Потом она еще что-то говорила, рассказывала о своих братьях, какие они здоровые и сильные — настоящие сибиряки, а она вот уродилась махонькой, поэтому мать ее на фронт и не пускала. А если и вправду не пустила бы, они теперь вот и не встретились бы…
Лена так и уснула на полуслове, но даже сквозь сон ощущала, что лейтенант здесь, рядом, и что ему тоже хорошо, потоку что она с ним.
Неизвестно, сколько они проспали, прижавшись во сне друг к другу, но проснулись разом, как от какого-то внутреннего толчка. А может, это луна разбудила их, выйдя из-за леса и заглянув в окоп?.. Они проснулись, но лежали тихо, не шевелясь, боясь потревожить друг друга.
— Лека, — наконец решился позвать лейтенант.
Она не ответила и затаилась еще больше, делая вид, что не слышит.
— Ты же не спишь, я знаю, — снова подал голос лейтенант.
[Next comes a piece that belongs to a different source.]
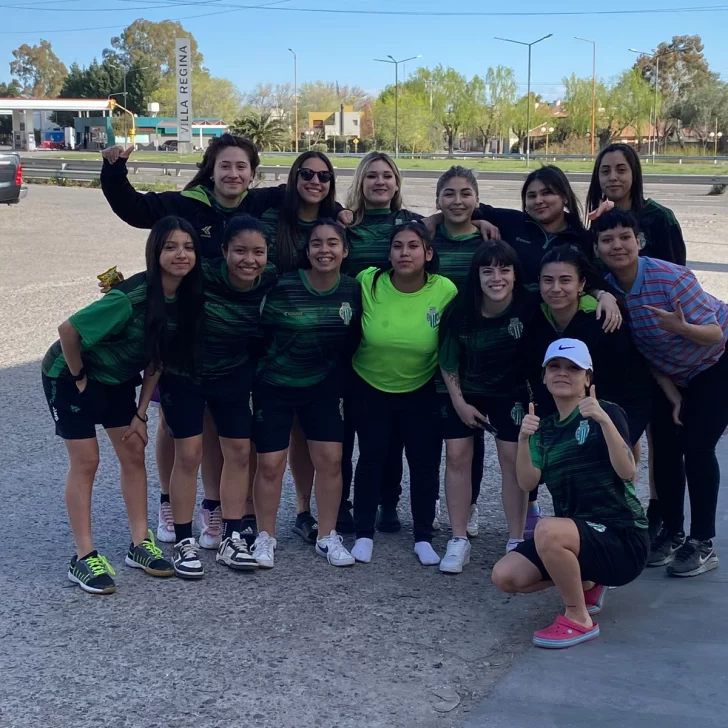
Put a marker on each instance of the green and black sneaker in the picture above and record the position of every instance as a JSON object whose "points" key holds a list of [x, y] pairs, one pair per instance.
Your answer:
{"points": [[148, 556], [93, 574]]}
Лена все равно не ответила, и тут он почувствовал, что она начала тихонько отодвигаться.
— Ты чего? Так же теплее.
Лена продолжала упорно отодвигаться куда-то в угол окопа.
— Лека!
Лейтенант придвинулся, в темноте губами нашел ее губы, но она резко мотнула головой, зашептала:
— Я боюсь, Шура. Я еще никогда, никогда… Понимаешь, никогда…
— Глупенькая, ну чего ты боишься? — Шершавой своей ладонью он гладил ее мягкие теплые волосы, утешал как ребенка: — Смотри, ночь какая… Как будто и войны вовсе нет. И луна даже спряталась, чтоб не мешать. Ну, поцелуй меня…
— Нет!
— Но почему, почему? Я ведь давно знаю, хоть ты и молчала… Ты такая ласковая… Почему, почему?..
— Потому… потому что… — Лена никак не могла решиться это сказать, — потому что я уже целовалась с одним парнем!
— Не верю…
— Ага, не веришь, а он знаешь какой сильный! Я мимо гумна шла, а он как выскочит оттуда, схватил меня и давай целовать…
Лейтенант тихонько засмеялся.
— И все? — спросил он.
— А что же тебе еще надо?
— Чудачка ты… Это ж он тебя поцеловал, а не ты его. Ну, поцелуй!
— Боюсь…
— Под пулями не боишься, а тут… Милая ты моя, желанная…
Он целовал ее волосы, глаза, нос, а губы Лена все еще не давала, увертывалась от его губ.
— Не надо, не надо, Шура, я прошу тебя, — шептала она, отодвигаясь и отодвигаясь от него. — Не сейчас, не сегодня…
— А когда, когда? Может, завтра нас уже…
— Нет! — вскрикнула она, не дав ему договорить. — Нет! Слышишь? Я не хочу! Я жить хочу! И мы будем жить! Ты веришь мне? Я сердцем чую: мы будем жить!
— Успокойся, — он взял ее руку, прижал к своим глазам. — И не кричи так. В голове шумит.
— Прости. Но ты же сам сказал: что-нибудь придумаем. Выберемся мы с этого проклятого острова. Мы же здесь как в мышеловке. Неужели ты не понимаешь?
— Понимаю.
— А все я виновата, я, я…
— Не кори себя. Никто не виноват. Приляг, ты вся дрожишь. Ну, слышишь? И не бойся. Я тебя не трону. Спи…
Он прикрыл ее своей шинелью, сам сел у входа в окоп, закурил. Луна уже высоко поднялась над озером, отражаясь в воде огромной рыбой. А еще в воде отражались звезды; они мерцали, шевелились как живые, и оттого казалось, что в воде их гораздо больше, чем на небе.